2°) Une ouverture de la profession de mandataire judiciaire fondée sur des motifs contestables
L’une des justifications avancées pour fonder l’ouverture de la profession de mandataire judiciaire aux huissiers de justice et aux commissaires-priseurs judiciaires est le souci d’améliorer le maillage territorial. Il s’agit d’élargir le vivier de professionnels susceptibles d’être désignés de façon que tous les tribunaux bénéficient de mandataires disponibles en nombre suffisant. Ce raisonnement ne peut être retenu. D’une part, la liste des mandataires est nationale et lorsqu’un tribunal n’a pas de mandataire disponible dans son ressort (situation rarissime que l’on peine à illustrer), il peut désigner un professionnel exerçant dans un ressort proche, qui aura l’obligation d’accepter le mandat de justice qui lui est confié. D’autre part, le projet de loi permet l’accès à la profession des personnes ayant obtenu un simple diplôme de M2 spécialisé en droit des entreprises en difficulté, sans examen d’accès ni d’aptitude. Le projet facilite également les dispenses de stage et d’examen et introduit le statut de salarié. Ces mesures cumulées augmenteront dans des proportions importantes et à bref délai le nombre d’administrateurs judiciaires et de mandataires judiciaires, de sorte que la crainte de pénurie qui fonde l’art. 20 quater paraît d’ores et déjà conjurée par ces dispositions.

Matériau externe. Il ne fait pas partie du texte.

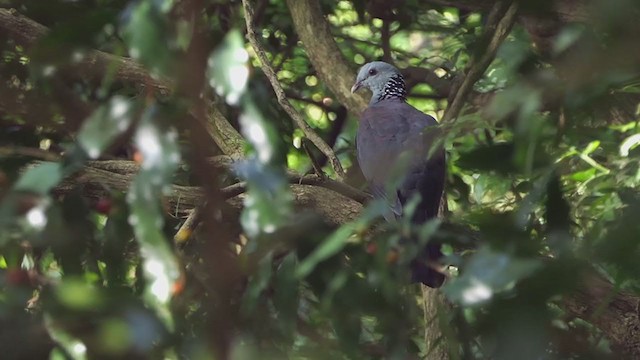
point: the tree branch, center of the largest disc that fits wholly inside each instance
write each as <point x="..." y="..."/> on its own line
<point x="282" y="98"/>
<point x="95" y="65"/>
<point x="500" y="21"/>
<point x="324" y="54"/>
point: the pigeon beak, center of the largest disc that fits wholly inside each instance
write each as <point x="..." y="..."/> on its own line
<point x="356" y="87"/>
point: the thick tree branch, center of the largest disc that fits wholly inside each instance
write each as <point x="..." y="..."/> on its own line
<point x="500" y="21"/>
<point x="282" y="98"/>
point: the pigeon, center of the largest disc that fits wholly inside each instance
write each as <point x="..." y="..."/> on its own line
<point x="391" y="140"/>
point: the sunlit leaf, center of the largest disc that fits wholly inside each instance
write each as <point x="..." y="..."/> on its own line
<point x="487" y="273"/>
<point x="40" y="179"/>
<point x="228" y="70"/>
<point x="146" y="33"/>
<point x="104" y="125"/>
<point x="160" y="157"/>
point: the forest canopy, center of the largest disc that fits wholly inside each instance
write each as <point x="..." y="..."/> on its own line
<point x="178" y="179"/>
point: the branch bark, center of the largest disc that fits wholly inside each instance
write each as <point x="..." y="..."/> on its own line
<point x="616" y="313"/>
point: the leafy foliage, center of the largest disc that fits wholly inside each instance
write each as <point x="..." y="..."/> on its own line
<point x="104" y="158"/>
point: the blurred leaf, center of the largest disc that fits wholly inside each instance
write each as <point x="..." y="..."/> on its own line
<point x="79" y="295"/>
<point x="40" y="179"/>
<point x="487" y="273"/>
<point x="72" y="347"/>
<point x="104" y="125"/>
<point x="228" y="71"/>
<point x="160" y="157"/>
<point x="146" y="33"/>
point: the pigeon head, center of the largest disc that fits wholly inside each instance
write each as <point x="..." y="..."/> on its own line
<point x="384" y="81"/>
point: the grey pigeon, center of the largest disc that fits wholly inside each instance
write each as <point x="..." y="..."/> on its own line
<point x="390" y="137"/>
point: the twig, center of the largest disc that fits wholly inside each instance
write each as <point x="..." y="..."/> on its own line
<point x="94" y="65"/>
<point x="29" y="152"/>
<point x="385" y="36"/>
<point x="500" y="21"/>
<point x="282" y="98"/>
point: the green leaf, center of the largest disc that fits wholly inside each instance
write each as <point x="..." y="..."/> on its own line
<point x="147" y="34"/>
<point x="227" y="70"/>
<point x="488" y="272"/>
<point x="40" y="179"/>
<point x="104" y="125"/>
<point x="160" y="157"/>
<point x="328" y="248"/>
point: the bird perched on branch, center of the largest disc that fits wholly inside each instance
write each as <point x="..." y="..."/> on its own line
<point x="391" y="137"/>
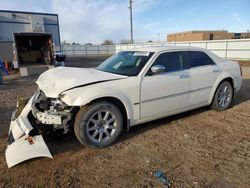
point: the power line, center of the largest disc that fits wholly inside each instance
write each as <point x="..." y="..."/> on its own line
<point x="131" y="22"/>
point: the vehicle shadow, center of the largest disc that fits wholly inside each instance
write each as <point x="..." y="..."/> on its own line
<point x="244" y="93"/>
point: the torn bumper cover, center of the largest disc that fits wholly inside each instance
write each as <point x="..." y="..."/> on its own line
<point x="25" y="142"/>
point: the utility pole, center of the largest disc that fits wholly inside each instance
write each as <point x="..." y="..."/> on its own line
<point x="158" y="34"/>
<point x="73" y="35"/>
<point x="131" y="22"/>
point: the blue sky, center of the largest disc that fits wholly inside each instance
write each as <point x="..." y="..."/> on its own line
<point x="96" y="20"/>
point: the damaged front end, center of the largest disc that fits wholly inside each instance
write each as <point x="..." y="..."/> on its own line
<point x="33" y="117"/>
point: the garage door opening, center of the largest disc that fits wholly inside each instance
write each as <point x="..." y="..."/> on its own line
<point x="34" y="48"/>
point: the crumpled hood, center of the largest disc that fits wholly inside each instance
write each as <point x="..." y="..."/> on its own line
<point x="56" y="80"/>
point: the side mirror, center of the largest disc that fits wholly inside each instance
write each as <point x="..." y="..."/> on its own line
<point x="156" y="69"/>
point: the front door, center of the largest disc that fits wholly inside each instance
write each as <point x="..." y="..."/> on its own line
<point x="167" y="92"/>
<point x="203" y="72"/>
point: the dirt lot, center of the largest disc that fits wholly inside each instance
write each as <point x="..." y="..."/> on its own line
<point x="201" y="148"/>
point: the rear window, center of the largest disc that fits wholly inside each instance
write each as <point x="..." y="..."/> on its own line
<point x="198" y="58"/>
<point x="172" y="61"/>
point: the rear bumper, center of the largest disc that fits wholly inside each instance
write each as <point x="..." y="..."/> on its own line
<point x="24" y="140"/>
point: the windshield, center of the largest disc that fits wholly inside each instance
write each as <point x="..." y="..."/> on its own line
<point x="128" y="63"/>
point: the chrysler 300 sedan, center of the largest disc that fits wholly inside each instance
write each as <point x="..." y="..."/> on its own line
<point x="129" y="88"/>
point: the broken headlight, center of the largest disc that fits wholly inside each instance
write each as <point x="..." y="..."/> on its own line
<point x="58" y="104"/>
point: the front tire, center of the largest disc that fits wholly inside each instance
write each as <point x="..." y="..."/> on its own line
<point x="98" y="125"/>
<point x="223" y="96"/>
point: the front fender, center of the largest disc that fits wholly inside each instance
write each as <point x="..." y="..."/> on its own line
<point x="84" y="95"/>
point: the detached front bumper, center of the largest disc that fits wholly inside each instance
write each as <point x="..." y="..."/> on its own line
<point x="25" y="142"/>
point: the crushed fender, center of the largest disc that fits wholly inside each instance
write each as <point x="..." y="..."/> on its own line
<point x="25" y="142"/>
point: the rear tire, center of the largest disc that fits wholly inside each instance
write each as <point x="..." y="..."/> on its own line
<point x="98" y="125"/>
<point x="223" y="96"/>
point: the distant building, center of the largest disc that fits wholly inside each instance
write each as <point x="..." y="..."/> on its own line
<point x="28" y="37"/>
<point x="205" y="35"/>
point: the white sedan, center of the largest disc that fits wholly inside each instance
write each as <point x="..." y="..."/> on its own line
<point x="129" y="88"/>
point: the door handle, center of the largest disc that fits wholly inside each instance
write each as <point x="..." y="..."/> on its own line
<point x="184" y="76"/>
<point x="216" y="70"/>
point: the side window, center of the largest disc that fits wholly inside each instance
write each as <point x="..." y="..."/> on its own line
<point x="172" y="61"/>
<point x="198" y="58"/>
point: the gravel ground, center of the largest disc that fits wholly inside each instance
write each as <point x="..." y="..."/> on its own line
<point x="200" y="148"/>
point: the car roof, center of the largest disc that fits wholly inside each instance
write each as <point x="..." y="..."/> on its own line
<point x="164" y="48"/>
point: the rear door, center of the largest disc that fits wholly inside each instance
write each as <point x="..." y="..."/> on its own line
<point x="203" y="72"/>
<point x="168" y="92"/>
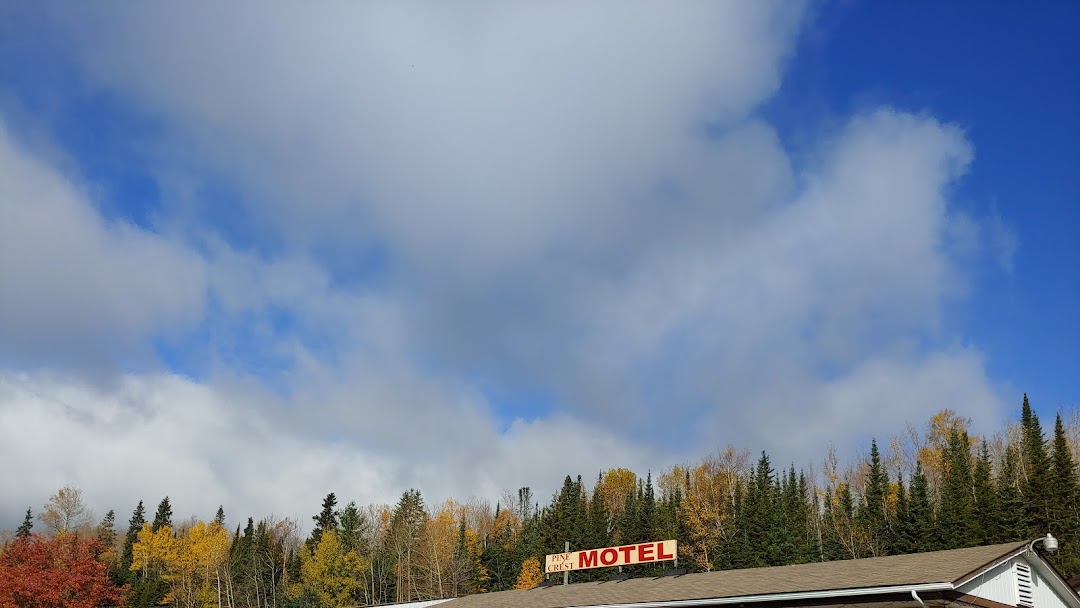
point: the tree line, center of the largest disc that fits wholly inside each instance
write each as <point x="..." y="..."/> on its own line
<point x="933" y="488"/>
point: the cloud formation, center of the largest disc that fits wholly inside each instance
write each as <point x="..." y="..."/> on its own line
<point x="575" y="202"/>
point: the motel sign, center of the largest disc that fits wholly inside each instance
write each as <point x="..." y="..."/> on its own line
<point x="625" y="555"/>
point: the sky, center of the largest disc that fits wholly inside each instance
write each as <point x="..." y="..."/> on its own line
<point x="255" y="253"/>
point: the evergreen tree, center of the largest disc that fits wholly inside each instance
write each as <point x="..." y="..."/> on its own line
<point x="987" y="513"/>
<point x="648" y="514"/>
<point x="873" y="512"/>
<point x="599" y="530"/>
<point x="760" y="548"/>
<point x="1011" y="515"/>
<point x="163" y="516"/>
<point x="26" y="526"/>
<point x="353" y="526"/>
<point x="326" y="519"/>
<point x="1065" y="483"/>
<point x="1037" y="491"/>
<point x="107" y="529"/>
<point x="901" y="538"/>
<point x="956" y="517"/>
<point x="922" y="513"/>
<point x="783" y="537"/>
<point x="136" y="523"/>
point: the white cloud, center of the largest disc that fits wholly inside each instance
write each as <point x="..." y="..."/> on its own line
<point x="577" y="199"/>
<point x="76" y="286"/>
<point x="147" y="436"/>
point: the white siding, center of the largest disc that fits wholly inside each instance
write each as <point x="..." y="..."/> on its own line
<point x="999" y="584"/>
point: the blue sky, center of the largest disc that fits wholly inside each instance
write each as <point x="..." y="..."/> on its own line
<point x="422" y="244"/>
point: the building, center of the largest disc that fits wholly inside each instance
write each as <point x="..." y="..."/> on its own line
<point x="1011" y="575"/>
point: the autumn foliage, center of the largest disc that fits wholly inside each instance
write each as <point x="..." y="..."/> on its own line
<point x="63" y="571"/>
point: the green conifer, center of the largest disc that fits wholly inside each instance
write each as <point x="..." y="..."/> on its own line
<point x="163" y="516"/>
<point x="956" y="517"/>
<point x="1065" y="484"/>
<point x="1011" y="515"/>
<point x="135" y="524"/>
<point x="26" y="526"/>
<point x="922" y="513"/>
<point x="1038" y="498"/>
<point x="873" y="512"/>
<point x="987" y="512"/>
<point x="326" y="519"/>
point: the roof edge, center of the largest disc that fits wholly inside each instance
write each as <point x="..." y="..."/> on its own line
<point x="989" y="566"/>
<point x="783" y="596"/>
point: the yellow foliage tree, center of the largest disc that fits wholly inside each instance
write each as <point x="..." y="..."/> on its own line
<point x="153" y="550"/>
<point x="196" y="569"/>
<point x="331" y="573"/>
<point x="615" y="486"/>
<point x="530" y="576"/>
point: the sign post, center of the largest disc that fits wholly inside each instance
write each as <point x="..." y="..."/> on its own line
<point x="566" y="573"/>
<point x="625" y="555"/>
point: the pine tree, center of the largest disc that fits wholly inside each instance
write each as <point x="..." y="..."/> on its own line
<point x="956" y="517"/>
<point x="922" y="513"/>
<point x="107" y="529"/>
<point x="648" y="514"/>
<point x="353" y="526"/>
<point x="987" y="513"/>
<point x="874" y="509"/>
<point x="1037" y="491"/>
<point x="163" y="516"/>
<point x="760" y="549"/>
<point x="901" y="540"/>
<point x="1065" y="484"/>
<point x="325" y="521"/>
<point x="1011" y="517"/>
<point x="136" y="523"/>
<point x="599" y="531"/>
<point x="26" y="526"/>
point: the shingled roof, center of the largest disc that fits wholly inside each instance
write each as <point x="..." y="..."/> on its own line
<point x="940" y="567"/>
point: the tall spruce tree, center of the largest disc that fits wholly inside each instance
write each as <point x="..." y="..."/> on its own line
<point x="107" y="529"/>
<point x="163" y="516"/>
<point x="327" y="519"/>
<point x="1037" y="491"/>
<point x="901" y="534"/>
<point x="354" y="525"/>
<point x="1065" y="513"/>
<point x="134" y="526"/>
<point x="922" y="513"/>
<point x="873" y="512"/>
<point x="987" y="513"/>
<point x="956" y="516"/>
<point x="1011" y="515"/>
<point x="759" y="507"/>
<point x="26" y="526"/>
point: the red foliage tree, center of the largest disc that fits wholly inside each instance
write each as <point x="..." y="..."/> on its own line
<point x="63" y="571"/>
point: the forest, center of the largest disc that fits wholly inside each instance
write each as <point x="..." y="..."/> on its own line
<point x="930" y="487"/>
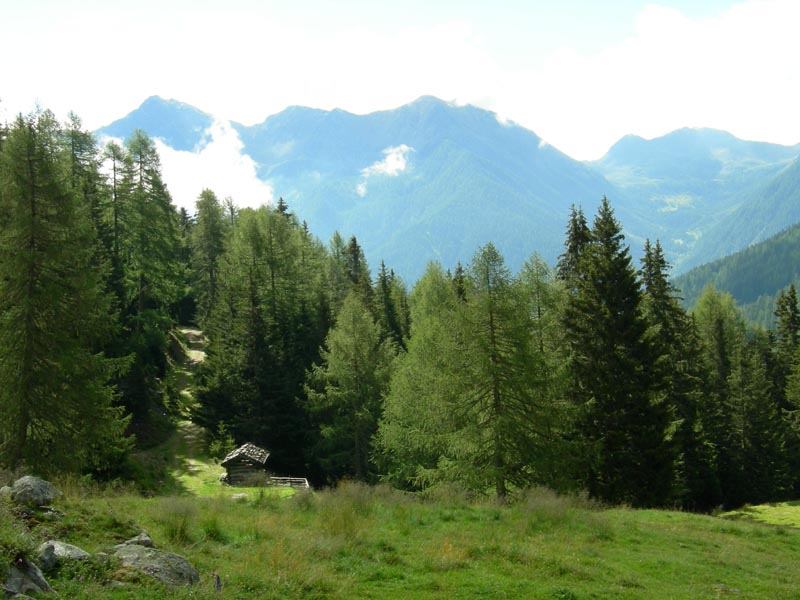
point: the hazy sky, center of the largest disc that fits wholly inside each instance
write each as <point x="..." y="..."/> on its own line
<point x="580" y="73"/>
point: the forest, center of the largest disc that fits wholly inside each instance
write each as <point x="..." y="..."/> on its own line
<point x="584" y="376"/>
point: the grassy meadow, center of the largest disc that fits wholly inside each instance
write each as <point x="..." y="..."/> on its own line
<point x="358" y="541"/>
<point x="374" y="542"/>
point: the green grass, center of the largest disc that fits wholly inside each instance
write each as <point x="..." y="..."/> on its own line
<point x="374" y="542"/>
<point x="778" y="513"/>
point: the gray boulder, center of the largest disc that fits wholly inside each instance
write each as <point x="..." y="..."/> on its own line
<point x="32" y="491"/>
<point x="143" y="539"/>
<point x="24" y="577"/>
<point x="171" y="569"/>
<point x="53" y="553"/>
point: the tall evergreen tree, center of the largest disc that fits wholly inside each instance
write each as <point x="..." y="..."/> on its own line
<point x="418" y="427"/>
<point x="345" y="392"/>
<point x="208" y="242"/>
<point x="578" y="237"/>
<point x="624" y="422"/>
<point x="474" y="386"/>
<point x="678" y="381"/>
<point x="56" y="405"/>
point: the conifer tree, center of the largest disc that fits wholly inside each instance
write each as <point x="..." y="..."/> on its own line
<point x="624" y="423"/>
<point x="678" y="381"/>
<point x="418" y="427"/>
<point x="56" y="404"/>
<point x="345" y="391"/>
<point x="207" y="242"/>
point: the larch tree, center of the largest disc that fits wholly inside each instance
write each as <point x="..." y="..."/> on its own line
<point x="345" y="391"/>
<point x="56" y="404"/>
<point x="207" y="244"/>
<point x="611" y="360"/>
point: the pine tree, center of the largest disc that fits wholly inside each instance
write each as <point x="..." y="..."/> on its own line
<point x="678" y="377"/>
<point x="418" y="427"/>
<point x="345" y="392"/>
<point x="624" y="423"/>
<point x="786" y="337"/>
<point x="578" y="237"/>
<point x="472" y="400"/>
<point x="208" y="240"/>
<point x="56" y="405"/>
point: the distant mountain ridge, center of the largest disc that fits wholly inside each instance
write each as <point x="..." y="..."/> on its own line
<point x="753" y="276"/>
<point x="431" y="180"/>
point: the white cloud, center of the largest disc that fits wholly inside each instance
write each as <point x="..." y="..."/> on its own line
<point x="394" y="162"/>
<point x="734" y="71"/>
<point x="620" y="68"/>
<point x="217" y="164"/>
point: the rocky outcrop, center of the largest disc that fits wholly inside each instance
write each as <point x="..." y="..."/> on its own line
<point x="169" y="568"/>
<point x="143" y="539"/>
<point x="32" y="491"/>
<point x="53" y="553"/>
<point x="137" y="555"/>
<point x="24" y="577"/>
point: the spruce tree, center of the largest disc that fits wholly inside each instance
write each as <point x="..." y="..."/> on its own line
<point x="678" y="381"/>
<point x="207" y="243"/>
<point x="56" y="404"/>
<point x="611" y="362"/>
<point x="345" y="391"/>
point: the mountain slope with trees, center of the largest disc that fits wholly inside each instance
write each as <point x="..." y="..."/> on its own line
<point x="443" y="179"/>
<point x="753" y="276"/>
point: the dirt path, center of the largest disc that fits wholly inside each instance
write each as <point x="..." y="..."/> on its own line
<point x="197" y="346"/>
<point x="190" y="436"/>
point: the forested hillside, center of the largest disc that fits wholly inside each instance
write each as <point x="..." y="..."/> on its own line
<point x="588" y="375"/>
<point x="431" y="180"/>
<point x="754" y="276"/>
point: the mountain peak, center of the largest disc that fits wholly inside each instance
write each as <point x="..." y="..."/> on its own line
<point x="180" y="125"/>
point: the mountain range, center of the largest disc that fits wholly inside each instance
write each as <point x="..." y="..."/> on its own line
<point x="432" y="180"/>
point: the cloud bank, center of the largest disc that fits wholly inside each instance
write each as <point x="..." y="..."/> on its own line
<point x="394" y="162"/>
<point x="218" y="164"/>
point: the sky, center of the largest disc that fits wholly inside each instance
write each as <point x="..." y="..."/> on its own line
<point x="579" y="73"/>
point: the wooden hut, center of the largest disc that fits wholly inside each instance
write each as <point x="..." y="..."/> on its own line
<point x="245" y="464"/>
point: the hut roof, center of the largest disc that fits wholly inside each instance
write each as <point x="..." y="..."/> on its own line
<point x="247" y="451"/>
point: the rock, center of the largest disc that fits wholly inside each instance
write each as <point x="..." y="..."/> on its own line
<point x="143" y="539"/>
<point x="53" y="553"/>
<point x="7" y="593"/>
<point x="47" y="557"/>
<point x="32" y="491"/>
<point x="24" y="577"/>
<point x="166" y="567"/>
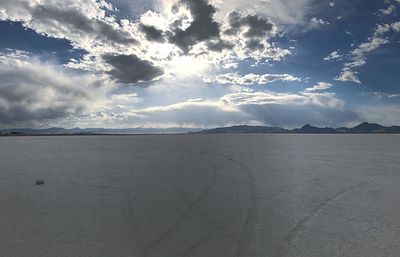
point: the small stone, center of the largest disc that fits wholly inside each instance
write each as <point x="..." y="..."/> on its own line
<point x="39" y="182"/>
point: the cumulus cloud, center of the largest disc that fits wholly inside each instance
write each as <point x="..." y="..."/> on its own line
<point x="34" y="93"/>
<point x="201" y="28"/>
<point x="250" y="79"/>
<point x="390" y="9"/>
<point x="260" y="108"/>
<point x="319" y="87"/>
<point x="358" y="56"/>
<point x="335" y="55"/>
<point x="348" y="75"/>
<point x="84" y="23"/>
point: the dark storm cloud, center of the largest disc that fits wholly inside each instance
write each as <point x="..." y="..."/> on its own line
<point x="235" y="23"/>
<point x="32" y="94"/>
<point x="130" y="69"/>
<point x="257" y="27"/>
<point x="76" y="23"/>
<point x="152" y="33"/>
<point x="202" y="28"/>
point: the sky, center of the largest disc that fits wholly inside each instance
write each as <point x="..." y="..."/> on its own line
<point x="198" y="63"/>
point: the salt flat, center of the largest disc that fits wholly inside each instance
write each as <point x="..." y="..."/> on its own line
<point x="200" y="195"/>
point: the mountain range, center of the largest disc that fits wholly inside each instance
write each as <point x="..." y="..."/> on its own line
<point x="363" y="128"/>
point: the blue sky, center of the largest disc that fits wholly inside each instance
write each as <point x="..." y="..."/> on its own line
<point x="198" y="64"/>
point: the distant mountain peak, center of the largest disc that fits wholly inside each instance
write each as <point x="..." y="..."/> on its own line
<point x="364" y="127"/>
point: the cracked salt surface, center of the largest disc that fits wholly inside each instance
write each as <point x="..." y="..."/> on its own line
<point x="200" y="195"/>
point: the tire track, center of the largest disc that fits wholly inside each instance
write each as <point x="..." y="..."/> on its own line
<point x="247" y="236"/>
<point x="304" y="223"/>
<point x="185" y="215"/>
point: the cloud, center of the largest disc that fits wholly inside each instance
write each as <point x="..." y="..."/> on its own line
<point x="84" y="23"/>
<point x="316" y="22"/>
<point x="358" y="56"/>
<point x="201" y="28"/>
<point x="131" y="69"/>
<point x="257" y="108"/>
<point x="348" y="75"/>
<point x="33" y="93"/>
<point x="152" y="33"/>
<point x="320" y="86"/>
<point x="388" y="10"/>
<point x="335" y="55"/>
<point x="250" y="79"/>
<point x="385" y="114"/>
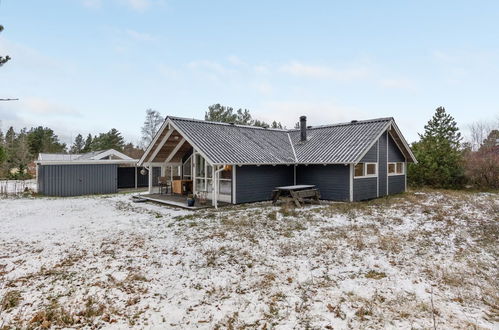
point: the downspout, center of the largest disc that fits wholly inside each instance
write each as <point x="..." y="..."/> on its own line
<point x="149" y="169"/>
<point x="217" y="182"/>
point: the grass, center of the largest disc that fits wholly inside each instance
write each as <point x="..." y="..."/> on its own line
<point x="10" y="300"/>
<point x="259" y="266"/>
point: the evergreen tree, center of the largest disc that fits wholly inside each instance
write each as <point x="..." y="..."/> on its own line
<point x="3" y="59"/>
<point x="440" y="159"/>
<point x="109" y="140"/>
<point x="43" y="139"/>
<point x="220" y="113"/>
<point x="259" y="123"/>
<point x="87" y="147"/>
<point x="153" y="122"/>
<point x="491" y="140"/>
<point x="18" y="154"/>
<point x="276" y="125"/>
<point x="78" y="145"/>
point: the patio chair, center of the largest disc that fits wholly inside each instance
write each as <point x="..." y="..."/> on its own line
<point x="164" y="183"/>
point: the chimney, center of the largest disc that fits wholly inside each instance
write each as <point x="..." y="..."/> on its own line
<point x="303" y="128"/>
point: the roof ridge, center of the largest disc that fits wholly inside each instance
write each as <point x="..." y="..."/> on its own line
<point x="352" y="122"/>
<point x="227" y="124"/>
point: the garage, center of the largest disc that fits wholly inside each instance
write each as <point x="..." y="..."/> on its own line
<point x="98" y="172"/>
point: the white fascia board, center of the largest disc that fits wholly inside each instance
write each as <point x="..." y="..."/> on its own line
<point x="404" y="142"/>
<point x="287" y="164"/>
<point x="161" y="144"/>
<point x="192" y="144"/>
<point x="175" y="150"/>
<point x="156" y="137"/>
<point x="373" y="142"/>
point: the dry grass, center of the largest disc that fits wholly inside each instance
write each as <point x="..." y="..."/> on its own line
<point x="340" y="265"/>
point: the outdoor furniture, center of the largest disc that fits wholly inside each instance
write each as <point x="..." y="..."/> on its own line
<point x="182" y="187"/>
<point x="298" y="194"/>
<point x="164" y="184"/>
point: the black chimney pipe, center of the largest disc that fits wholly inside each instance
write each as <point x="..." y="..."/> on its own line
<point x="303" y="128"/>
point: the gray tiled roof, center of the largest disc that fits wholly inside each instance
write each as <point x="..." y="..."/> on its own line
<point x="340" y="143"/>
<point x="71" y="157"/>
<point x="236" y="144"/>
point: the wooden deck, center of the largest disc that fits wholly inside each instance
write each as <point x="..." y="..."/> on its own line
<point x="176" y="201"/>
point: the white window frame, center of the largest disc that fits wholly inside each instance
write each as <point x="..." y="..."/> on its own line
<point x="364" y="174"/>
<point x="395" y="164"/>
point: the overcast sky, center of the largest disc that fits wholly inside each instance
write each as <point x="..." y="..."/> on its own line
<point x="86" y="66"/>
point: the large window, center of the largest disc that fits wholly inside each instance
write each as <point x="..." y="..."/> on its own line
<point x="203" y="177"/>
<point x="366" y="170"/>
<point x="396" y="168"/>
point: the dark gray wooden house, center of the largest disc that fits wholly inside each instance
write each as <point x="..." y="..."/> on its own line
<point x="352" y="161"/>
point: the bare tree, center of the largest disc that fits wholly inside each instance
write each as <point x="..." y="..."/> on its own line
<point x="152" y="123"/>
<point x="479" y="131"/>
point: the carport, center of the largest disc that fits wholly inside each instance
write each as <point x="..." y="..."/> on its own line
<point x="99" y="172"/>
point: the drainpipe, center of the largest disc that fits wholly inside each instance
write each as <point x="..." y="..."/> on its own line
<point x="217" y="182"/>
<point x="149" y="169"/>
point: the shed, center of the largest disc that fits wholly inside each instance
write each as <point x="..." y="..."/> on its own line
<point x="97" y="172"/>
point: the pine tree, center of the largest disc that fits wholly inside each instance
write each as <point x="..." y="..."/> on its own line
<point x="3" y="59"/>
<point x="491" y="140"/>
<point x="78" y="145"/>
<point x="440" y="159"/>
<point x="109" y="140"/>
<point x="152" y="123"/>
<point x="43" y="139"/>
<point x="223" y="114"/>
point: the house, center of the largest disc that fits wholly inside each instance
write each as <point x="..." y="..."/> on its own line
<point x="352" y="161"/>
<point x="96" y="172"/>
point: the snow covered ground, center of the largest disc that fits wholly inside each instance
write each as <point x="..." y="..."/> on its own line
<point x="404" y="262"/>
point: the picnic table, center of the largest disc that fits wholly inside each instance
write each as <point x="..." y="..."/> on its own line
<point x="297" y="193"/>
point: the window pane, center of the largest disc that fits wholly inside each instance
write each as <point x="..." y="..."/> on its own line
<point x="400" y="168"/>
<point x="391" y="168"/>
<point x="371" y="169"/>
<point x="359" y="169"/>
<point x="199" y="166"/>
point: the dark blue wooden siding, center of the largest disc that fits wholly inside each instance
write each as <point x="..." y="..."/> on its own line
<point x="394" y="153"/>
<point x="396" y="184"/>
<point x="255" y="183"/>
<point x="382" y="165"/>
<point x="371" y="156"/>
<point x="365" y="189"/>
<point x="332" y="180"/>
<point x="76" y="180"/>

Le nombre de mandats de justice est limité. Si l’on accueille de nouveaux mandataires judiciaires sur la liste d’aptitude en grand nombre, tout en les mettant en concurrence avec les huissiers de justice et les commissaires-priseurs judiciaires, on risque de ne pas avoir suffisamment de dossiers à leur confier pour assurer l’équilibre financier de leur étude. Les mandataires judiciaires inscrits sur la liste ne seraient donc pas en mesure de développer une activité professionnelle équilibrée, sachant que leur statut leur interdit d’exerceraucune autre activité complémentaire, tandis que les huissiers et commissaires priseurs judiciaires pourront eux prendre quelques dossiers de temps à autre, sans se préoccuper de la rentabilité de cette activité accessoire qu’ils compléteront en exerçant leur activité première et principale.
3°) L’impossibilité pour les huissiers et commissaires-priseurs judiciaires de se voir confier un mandat de justice
L’art. 20 quater méconnaît la différence essentielle entre les trois professions. Les commissaires priseurs judiciaires n’ont jamais exprimé le souhait d’exercer le métier de mandataire judiciaire, métier qui n’est pas le leur. Ils ont, au contraire, au cours de leurs auditions mis en lumière l’originalité et la spécificité de leur propre métier.
Autoriser les huissiers et les commissaires priseurs judiciaires à exercer la profession de mandataire judiciaire serait préjudiciable pour toutes les parties aux procédures collectives puisque ces professionnels n’ont pas reçu la formation leur permettant de mener à bien ces missions.
Réserver aux « petits dossiers » (rétablissement professionnel, liquidation judiciaire simplifiée) la possibilité de faire intervenir un huissier de justice en lieu et place d’un mandataire judiciaire n’est pas la bonne solution. On créerait ainsi une discrimination en privant les débiteurs les plus modestes de l’intervention d’un professionnel compétent et indépendant. Les huissiers sont encore moins légitimes à intervenir dans ces dossiers impécunieux, dans lesquels il n’y a aucun actif à réaliser et où leurs compétences de professionnels de l’exécution ne leur confèrent donc aucun titre pour intervenir.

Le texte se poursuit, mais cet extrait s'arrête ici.